俺たちが案内された部屋は学校の体育館くらいの広さがある広大な空間だった。
部屋の中心には巨大なオーブが置かれ、青い光を放っていた。
触れたらHP&MPが回復して、セーブまでとれる……そんな神聖さがあった。
そこにいたのはアークのメンバー、400人以上はいるだろうが全員表情が暗い。
「何とか辿り着けたな、ありがとうよ。少し待っていてくれ」
そう言い残し、男は仲間の方へ行ってしまった。道順教えてから行けよ……とも思うが、アークに何があったのか聞いておいた方が良さそうだ。なにせ全員打ち拉がれてる様に見える。
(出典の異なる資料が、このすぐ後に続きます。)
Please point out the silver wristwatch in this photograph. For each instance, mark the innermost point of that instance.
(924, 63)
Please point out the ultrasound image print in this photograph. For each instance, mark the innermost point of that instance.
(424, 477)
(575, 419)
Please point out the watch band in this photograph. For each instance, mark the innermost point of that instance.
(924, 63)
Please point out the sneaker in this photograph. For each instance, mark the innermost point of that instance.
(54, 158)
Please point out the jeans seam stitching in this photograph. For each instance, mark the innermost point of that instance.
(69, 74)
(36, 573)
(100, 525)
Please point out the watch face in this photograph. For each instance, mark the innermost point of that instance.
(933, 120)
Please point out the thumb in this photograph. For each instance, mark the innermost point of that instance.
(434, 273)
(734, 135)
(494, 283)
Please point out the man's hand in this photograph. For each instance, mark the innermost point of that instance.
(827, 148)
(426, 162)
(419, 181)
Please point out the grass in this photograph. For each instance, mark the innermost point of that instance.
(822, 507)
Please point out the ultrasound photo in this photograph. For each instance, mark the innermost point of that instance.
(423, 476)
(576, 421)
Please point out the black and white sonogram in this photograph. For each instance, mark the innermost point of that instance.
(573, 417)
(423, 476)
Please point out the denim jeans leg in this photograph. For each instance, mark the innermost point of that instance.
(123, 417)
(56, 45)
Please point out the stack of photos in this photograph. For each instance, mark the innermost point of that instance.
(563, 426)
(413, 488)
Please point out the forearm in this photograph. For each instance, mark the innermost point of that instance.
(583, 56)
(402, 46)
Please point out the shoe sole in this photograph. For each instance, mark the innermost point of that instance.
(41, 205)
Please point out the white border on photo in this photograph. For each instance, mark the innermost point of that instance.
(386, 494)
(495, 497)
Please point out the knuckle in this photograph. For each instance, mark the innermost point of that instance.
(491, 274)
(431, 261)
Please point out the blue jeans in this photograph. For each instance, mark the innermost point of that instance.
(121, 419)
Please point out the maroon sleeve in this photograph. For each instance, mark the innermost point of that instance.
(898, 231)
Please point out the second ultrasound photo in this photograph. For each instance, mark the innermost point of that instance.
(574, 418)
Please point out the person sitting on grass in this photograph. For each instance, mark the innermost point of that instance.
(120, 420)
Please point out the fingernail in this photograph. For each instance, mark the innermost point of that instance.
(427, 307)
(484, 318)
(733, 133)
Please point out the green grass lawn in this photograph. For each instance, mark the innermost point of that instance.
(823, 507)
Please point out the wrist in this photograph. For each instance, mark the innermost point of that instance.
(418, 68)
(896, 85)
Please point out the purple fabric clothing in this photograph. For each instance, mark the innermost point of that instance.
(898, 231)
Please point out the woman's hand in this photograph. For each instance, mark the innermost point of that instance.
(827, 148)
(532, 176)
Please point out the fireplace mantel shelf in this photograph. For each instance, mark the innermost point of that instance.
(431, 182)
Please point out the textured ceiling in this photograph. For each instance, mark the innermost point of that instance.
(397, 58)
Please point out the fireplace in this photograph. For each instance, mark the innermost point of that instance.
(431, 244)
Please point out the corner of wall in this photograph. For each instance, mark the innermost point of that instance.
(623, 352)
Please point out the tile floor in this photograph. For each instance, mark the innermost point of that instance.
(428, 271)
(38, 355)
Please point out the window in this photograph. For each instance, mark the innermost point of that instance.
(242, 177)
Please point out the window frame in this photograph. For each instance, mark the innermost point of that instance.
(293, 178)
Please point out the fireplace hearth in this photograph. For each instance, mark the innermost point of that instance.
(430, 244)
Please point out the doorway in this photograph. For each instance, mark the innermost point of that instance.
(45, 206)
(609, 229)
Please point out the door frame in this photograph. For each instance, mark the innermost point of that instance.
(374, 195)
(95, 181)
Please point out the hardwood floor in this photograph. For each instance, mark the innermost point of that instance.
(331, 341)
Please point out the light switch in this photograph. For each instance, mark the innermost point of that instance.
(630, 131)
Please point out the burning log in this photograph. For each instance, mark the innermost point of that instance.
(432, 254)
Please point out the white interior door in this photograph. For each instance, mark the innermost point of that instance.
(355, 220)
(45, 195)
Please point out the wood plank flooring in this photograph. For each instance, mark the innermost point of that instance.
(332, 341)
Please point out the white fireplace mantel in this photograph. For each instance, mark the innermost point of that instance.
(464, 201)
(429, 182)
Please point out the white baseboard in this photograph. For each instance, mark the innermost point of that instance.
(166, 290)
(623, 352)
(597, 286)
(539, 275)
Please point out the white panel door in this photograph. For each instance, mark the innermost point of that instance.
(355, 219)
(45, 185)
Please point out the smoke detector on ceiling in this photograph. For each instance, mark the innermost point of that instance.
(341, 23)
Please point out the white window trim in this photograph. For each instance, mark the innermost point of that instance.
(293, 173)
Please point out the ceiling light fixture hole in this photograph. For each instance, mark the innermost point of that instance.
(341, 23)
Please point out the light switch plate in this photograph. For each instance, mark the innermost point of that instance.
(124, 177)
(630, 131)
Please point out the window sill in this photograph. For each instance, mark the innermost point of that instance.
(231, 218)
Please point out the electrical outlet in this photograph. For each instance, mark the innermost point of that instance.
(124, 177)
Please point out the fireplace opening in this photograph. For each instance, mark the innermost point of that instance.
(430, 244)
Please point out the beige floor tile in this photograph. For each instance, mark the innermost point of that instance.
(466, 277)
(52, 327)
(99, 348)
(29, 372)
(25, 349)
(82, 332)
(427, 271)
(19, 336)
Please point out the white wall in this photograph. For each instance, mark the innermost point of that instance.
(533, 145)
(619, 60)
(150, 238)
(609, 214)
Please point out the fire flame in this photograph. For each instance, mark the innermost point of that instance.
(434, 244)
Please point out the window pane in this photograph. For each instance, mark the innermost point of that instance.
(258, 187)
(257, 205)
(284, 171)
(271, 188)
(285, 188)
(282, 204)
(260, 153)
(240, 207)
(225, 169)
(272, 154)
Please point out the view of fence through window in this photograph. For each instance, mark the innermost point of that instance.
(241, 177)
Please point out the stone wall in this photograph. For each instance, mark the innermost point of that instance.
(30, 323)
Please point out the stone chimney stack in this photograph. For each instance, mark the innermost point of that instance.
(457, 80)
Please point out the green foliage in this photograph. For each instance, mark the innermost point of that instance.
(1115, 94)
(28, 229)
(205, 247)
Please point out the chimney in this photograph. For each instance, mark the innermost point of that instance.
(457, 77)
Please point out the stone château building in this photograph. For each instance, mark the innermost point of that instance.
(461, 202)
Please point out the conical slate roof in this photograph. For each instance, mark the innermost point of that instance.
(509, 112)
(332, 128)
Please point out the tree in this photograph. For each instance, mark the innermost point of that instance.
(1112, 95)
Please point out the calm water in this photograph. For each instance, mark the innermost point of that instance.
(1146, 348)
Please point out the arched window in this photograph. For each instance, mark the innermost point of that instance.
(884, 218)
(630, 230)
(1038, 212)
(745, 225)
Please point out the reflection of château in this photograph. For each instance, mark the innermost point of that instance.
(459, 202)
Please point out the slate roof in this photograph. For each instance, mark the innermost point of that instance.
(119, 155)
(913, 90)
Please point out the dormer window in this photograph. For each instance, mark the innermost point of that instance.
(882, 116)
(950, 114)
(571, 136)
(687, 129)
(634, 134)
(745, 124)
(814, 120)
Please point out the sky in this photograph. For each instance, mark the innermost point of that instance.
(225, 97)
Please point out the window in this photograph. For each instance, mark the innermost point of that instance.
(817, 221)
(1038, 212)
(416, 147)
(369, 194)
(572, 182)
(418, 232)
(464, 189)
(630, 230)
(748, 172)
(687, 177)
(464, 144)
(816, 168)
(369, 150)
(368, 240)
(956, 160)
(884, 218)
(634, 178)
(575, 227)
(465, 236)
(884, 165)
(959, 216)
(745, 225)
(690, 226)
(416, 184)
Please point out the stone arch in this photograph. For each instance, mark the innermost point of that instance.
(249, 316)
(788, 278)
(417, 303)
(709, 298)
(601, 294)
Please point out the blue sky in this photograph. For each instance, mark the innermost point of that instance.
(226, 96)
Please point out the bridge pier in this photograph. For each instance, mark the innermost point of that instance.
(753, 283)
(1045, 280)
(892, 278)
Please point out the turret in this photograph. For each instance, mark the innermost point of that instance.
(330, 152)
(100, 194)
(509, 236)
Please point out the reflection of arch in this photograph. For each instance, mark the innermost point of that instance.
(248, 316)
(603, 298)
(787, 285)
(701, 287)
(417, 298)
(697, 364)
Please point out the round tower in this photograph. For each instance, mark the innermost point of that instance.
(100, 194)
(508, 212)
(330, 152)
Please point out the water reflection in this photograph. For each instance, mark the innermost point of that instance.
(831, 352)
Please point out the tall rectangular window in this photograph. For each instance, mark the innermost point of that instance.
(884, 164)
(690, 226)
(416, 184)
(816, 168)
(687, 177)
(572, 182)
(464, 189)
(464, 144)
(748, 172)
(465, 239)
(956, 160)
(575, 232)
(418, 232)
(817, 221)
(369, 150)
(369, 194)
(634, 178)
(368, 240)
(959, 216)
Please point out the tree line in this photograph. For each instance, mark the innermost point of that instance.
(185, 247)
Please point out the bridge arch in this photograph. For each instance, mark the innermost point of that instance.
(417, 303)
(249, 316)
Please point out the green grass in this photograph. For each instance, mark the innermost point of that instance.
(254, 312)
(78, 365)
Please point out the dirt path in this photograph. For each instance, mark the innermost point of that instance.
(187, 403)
しばらくするとアーサーがやって来る。その顔を見てギョッとした。
目の下にはクマができ、頬はコケ、どう見てもやつれてる。まるで病人みたいだ。
もしかしてこいつ等、不眠不休でここまで来たのか?
「やあ……ウチのメンバーを助けてくれたらしいね。感謝するよ」
アーサーの顔にいつもの爽やかさは無い。何と歯が光らなかった!
「これは一体……何があったって言うんだ?」
「アークはここまでだ、魔術師主体である我々にはココのフロアボスは倒せない。
頑張ってはみたが、もはや打つ手なしだ。
それでも誰かがあれを倒さなければ、全員この迷宮から出られない。勝手ながら君たちに期待させてもらうよ」
「一体どんな化け物がいるんだ?」
「何と言えば良いのか……まあ、自分の目で見れば分かるさ。